Africa & my big gay honeymoon – The Highlights in retrospect (& in pictures).
Sally & I got married on November 16th 2013 (or if you’re an ignorant, religious, right-wing conservative – we had a very expensive dress up party). 7 months later we embarked on our wonderful African honeymoon!
Kalahari Desert:
The first of many Cessna planes, epic sunsets, the roar of lions in the morning, walking safaris and love, love, love.
Though the Kalahari is not strictly speaking a desert, when you set sights on the vast sandy expanses and dry scrub it is easy to see why European settlers named it so. We Safari’d day and night – bouncing around in an open air jeep, making friends with crazy dutch people and sitting down to eat with our wonderful guides at night. The food was delicious, the weather was warm, the sunsets were awesome and my first taste of Africa left me hungry for more.

My beautiful wife.
Okavango Delta:
Lions & leopards & hippos oh my!

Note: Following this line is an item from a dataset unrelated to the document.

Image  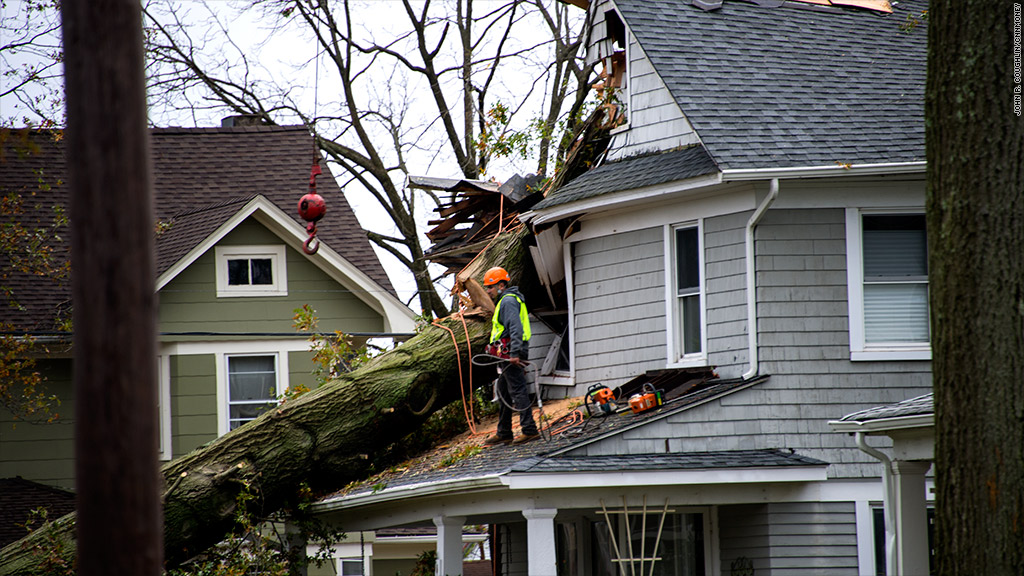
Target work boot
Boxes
[484,433,513,446]
[512,432,540,445]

The wetlands were abundant with animals, we barely had to leave the lodge to bump in to elephants roaming between the huts and hippos hungrily munching on grass outside our windows. We fished on the delta, poled through the water in mokoros and watched the sun set with wine, good company and more beautiful sunsets.

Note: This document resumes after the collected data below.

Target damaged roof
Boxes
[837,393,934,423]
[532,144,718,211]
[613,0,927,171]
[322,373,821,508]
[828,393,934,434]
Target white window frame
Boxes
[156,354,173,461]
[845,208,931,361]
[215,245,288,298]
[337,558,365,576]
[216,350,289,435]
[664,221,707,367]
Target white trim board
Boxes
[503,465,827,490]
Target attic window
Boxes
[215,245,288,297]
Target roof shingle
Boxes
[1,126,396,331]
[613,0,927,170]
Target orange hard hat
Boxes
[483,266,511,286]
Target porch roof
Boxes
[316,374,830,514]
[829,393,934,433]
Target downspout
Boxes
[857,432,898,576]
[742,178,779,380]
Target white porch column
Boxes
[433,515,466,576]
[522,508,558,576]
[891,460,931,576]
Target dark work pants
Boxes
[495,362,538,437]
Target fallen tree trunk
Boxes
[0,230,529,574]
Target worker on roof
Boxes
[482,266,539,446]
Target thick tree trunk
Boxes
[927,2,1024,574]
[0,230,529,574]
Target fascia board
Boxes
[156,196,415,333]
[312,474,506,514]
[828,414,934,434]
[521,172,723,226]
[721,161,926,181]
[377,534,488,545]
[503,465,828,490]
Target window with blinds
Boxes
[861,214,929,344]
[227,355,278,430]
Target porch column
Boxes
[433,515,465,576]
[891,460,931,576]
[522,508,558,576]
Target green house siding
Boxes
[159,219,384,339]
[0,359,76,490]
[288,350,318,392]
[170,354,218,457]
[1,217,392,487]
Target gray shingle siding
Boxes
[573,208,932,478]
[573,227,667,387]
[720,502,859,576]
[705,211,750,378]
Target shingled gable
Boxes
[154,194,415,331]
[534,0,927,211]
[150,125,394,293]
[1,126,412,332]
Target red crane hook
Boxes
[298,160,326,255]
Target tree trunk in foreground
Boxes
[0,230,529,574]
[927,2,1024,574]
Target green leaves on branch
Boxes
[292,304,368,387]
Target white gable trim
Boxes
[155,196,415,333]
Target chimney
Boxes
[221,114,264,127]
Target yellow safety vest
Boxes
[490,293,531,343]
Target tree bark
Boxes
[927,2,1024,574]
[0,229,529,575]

Lions & Mokoros & many, many layers!
Linyati:
From the desert to the wetlands & finally the Savannah.
The African Wild dog – only 3000 left in the wild and we stumbled across their den accidentally – oh soz!
Across the border and into Zambia:
A lunar rainbow at Victoria falls, baboons, a village and the once in a lifetime walk with lions.

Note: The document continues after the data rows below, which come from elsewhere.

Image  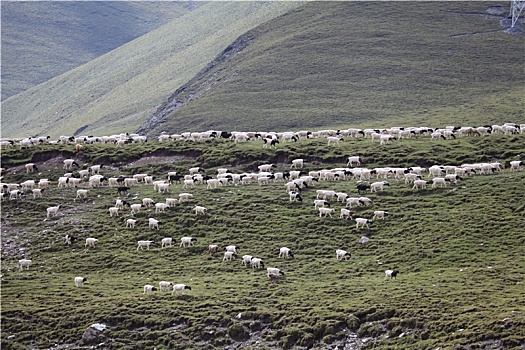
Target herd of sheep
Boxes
[2,121,524,297]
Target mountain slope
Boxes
[143,1,525,136]
[1,2,304,139]
[1,1,197,100]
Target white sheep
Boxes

I am always dubious about paid interactions with animals and the ‘walk with lions’ was no exception. We visited a lion & cheetah sanctuary, a place created to reintroduce big cats into Zambia’s wild and teach young Zambian’s about the importance of animal conservation. And despite my reservations, I was more than pleasantly surprised. When the time came to meet the lions we walked out into an open bushy area and 3 young lions – 2 female, 1 male, came bounding over to us, full of energy and youthful curiosity. The were beyond beautiful. We spent the next hour walking with them, playing with them, even being pushed over by them! We walked through the scrub and they walked loosely next to us, ahead of us and behind us – they went where they pleased and if game had stumbled past they could have run off to hunt and come back. The program aims to raise money by allowing them to interact with humans and then stopping that interaction approximately a year before they are released into the wild. It was an incredible experience and one I will ever forget.
Africa was amazing – to hear the roar of a lion, be charged by a Bull elephant, snorted at by a hippo and see the beauty of animals left to roam where they belong – it ruined zoo’s for me forever, reignited my passion for animal welfare and made me yearn to go on many more adventures. We will be back, I’m still hungry for adventure.